Dix-sept ans. Madrid. Musée du Prado. Tu bascules, tombes. Cette chute est définitive. Tu n’avais encore jamais ressenti cela à ce point. Tu mesures dans ta chair toute la force émotionnelle de la beauté. Goya, Greco, Bosch, Vélasquez, Zurbarán. Tu ne t’en es jamais remis. Cinquante ans plus tard, la marque est toujours là, aussi vive, aussi précise, tu n’as rien oublié de ce choc, tu le ressens encore. On dirait que chaque détail de ce jour a été tatoué sur ton corps. Ce basculement fait partie de ce que tu es désormais. Ce qu’il provoqua en toi fut l’origine d’un autre regard, celui que tu poses encore aujourd’hui sur les choses ou les êtres. Rien ne fait plus écran entre lui et ce pouvoir secret qui vient de toute part et s’ancre en chaque chose. Des hommes avaient laissé pour toi, sur leurs toiles, le signe éclatant de ce pouvoir, ils l’avaient laissé comme une flèche indiquant sa provenance, sa direction, sa trajectoire unique : l’adolescent que tu étais la reçoit en plein cœur et ne veut plus guérir.

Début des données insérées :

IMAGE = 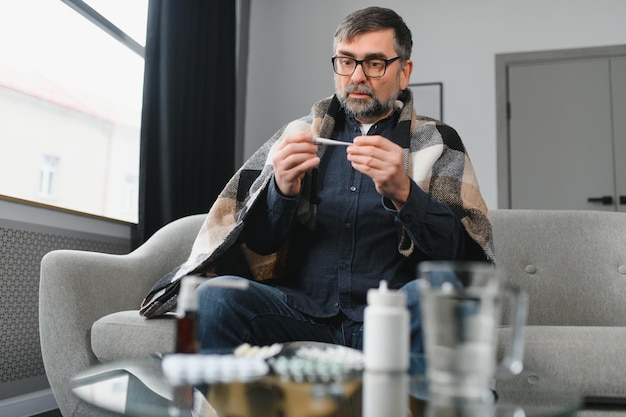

Dans la salle où sont accrochés les Goya, tu achèves ton périple, t’arrêtes, t’attardes, saisi, fasciné. Entre l’invivable et ce qui l’est à peine, le fil court, court toujours, ne rompt pas. Goya ne peint là rien de « beau ». Horreurs de la guerre, sabbats de sorcières, processions sinistres, laideur de la décrépitude, le Temps dévorant ses fils. Tu ne peux pourtant t’arracher à ces peintures. On dirait que leur « beauté » est à proportion de la quantité de folie qu’elles accueillent, qu’elles métabolisent. Tu reçois le message. Chacun sait où et comment va le monde, toi, tu commences à l’entrevoir aussi, mais tu entends déjà ce que suggèrent ces toiles. La « beauté » n’est pas le contraire de la « laideur ». Elle n’est le contraire de rien. Elle ne confirme ni n’infirme rien. Quel que soit son propos, elle est juste cette porte qu’un homme se propose d’ouvrir et par laquelle d’autres passeront si ça leur chante et s’ils sont prêts. Une porte entre ce qu’il croit être (et n’est pas) et ce qu’il croit ne pas être (et que, pourtant, il est). Une porte que la vie réelle entrouvre, à travers lui, pour qu’un peu plus de légèreté, de souplesse, de fluidité soient données, dans la lumière ou dans le noir, à leur alliance du moment.